Disaster struck us again, this time in Las Vegas, Nevada with an unfortunately well-orchestrated plot to mass murder some 22,000, concert goers. Fifty-nine were killed and five-hundred were wounded.
Immediately, the questions – so routine now – poured in: could we have prevented this madman? Can we add new laws to prevent this from happening again? Can we simply ban all guns?
The answers to these first three questions are: probably not, maybe, but unlikely, and no. We live in a free society and until we give up our freedom for security where a secret police can follow everyone, nothing will change. Small laws can be passed, laws that criminals don’t follow anyway, hence the name criminal. But such laws only restrict the law-abiding. Simple. Elementary logic. Banning guns, on the other hand, is, by all measures, impossible. The Second Amendment to the U.S. Constitution ensures the right to own and bear arms. This amendment is part of the Bill of Rights, which was written in language that perpetually preserves the basic rights the first ten amendments covered. To amend the Bill of Rights is a doubly-daunting task on the implausible side.
The real problem in these massacres is not guns, because guns have no agency, people are the problem, fallen, sinful, often psychotic people who personally obtain the weapons, who personally load the weapons, and who personally use the weapons. Guns themselves require human intervention.
The problem of people is both simple and complex, and the answers are both simpler and more complex. The simple solution is to restore those things in our society that gave people a sense of direction and a personal prohibition from committing such heinous acts.
Looking at mass murder statistics, the rates have risen every decade – except the 2000s, maybe because of 9/11 and the ensuring wars in which Americans had a sense of purpose – since the 1960s. What changed? Postmodernism changed liberals into progressives, Roe v Wade changed our values for human life, made it cheap and disposable, divorce weakened the family – the building block of our society – and LBGT rights have overthrown religious freedom. Along with all this, since the 1960s, racism has been dragged into a brighter, harsher spotlight despite the legal framework in our country that demands equal justice for every citizen.
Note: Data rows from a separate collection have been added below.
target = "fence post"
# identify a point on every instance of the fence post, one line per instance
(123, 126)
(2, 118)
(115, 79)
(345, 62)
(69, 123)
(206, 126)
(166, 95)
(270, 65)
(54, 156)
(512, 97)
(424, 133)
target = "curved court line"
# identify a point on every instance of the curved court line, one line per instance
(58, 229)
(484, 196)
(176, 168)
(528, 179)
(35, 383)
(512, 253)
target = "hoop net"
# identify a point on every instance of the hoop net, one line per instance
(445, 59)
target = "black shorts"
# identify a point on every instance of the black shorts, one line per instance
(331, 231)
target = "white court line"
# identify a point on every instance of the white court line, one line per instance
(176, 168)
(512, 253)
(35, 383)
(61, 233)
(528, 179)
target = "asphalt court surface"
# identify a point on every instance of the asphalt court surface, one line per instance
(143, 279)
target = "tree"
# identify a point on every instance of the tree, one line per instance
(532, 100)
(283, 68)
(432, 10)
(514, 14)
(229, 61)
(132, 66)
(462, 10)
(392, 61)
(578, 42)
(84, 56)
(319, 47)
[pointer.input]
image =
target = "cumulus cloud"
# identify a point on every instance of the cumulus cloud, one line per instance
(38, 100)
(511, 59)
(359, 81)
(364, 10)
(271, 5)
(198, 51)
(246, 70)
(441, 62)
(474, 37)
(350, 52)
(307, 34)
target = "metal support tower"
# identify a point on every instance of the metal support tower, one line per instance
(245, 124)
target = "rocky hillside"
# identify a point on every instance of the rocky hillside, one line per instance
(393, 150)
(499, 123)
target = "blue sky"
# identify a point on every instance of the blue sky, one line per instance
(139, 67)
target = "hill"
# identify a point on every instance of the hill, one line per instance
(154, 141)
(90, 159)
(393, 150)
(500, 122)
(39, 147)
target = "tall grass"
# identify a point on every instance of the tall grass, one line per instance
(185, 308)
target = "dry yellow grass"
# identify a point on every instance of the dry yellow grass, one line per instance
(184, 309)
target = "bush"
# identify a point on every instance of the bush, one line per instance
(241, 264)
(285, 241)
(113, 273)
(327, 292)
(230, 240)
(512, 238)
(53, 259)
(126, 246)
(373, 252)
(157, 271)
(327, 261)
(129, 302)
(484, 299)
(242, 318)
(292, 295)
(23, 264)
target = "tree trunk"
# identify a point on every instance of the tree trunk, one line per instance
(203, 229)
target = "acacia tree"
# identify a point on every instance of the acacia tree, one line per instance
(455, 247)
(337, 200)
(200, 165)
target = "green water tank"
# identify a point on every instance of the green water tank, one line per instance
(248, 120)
Finally, God has been dragged out of the public square.
The simple fact is – even for those who don’t believe – God created the universe and saw that it was good. God created human life in His image – imago Dei – and bestowed upon all human beings equal dignity and a commandment to love on another.
Humans who chose to replace God with their own likeness are the purveyors of evil. Why? Because they move directly against God. Humans, left to the own designs, created the Holocaust, Communist purges, historical pogroms, ethnic cleansing, Hiroshima, Nagasaki, abortion, and mass murder with guns at Columbine, San Bernardino, Aurora, Tucson, Orlando, Washington, D.C., Sandy Hook, Virginia Tech, and Las Vegas. The guns made no plans, took no action on their own, and had no motives.
Only people, look at people.
Again, people choose, and it’s easier to kill with no Ten Commandments to look at or any greatest commandment of loving one another hanging over the conscience.
If a human being is simply a thing, it can be killed in the womb, or killed in a vacant lot at a concert; surely nameless, faceless, people are easier to intimidate, to terrorize, and to massacre.
Each of us Catholics have been called to spread the Good News of the Gospel – that we are freed from the shackles of death and have been given the right to choose what is right, to love and be loved.
Because truly loved people never pull the trigger.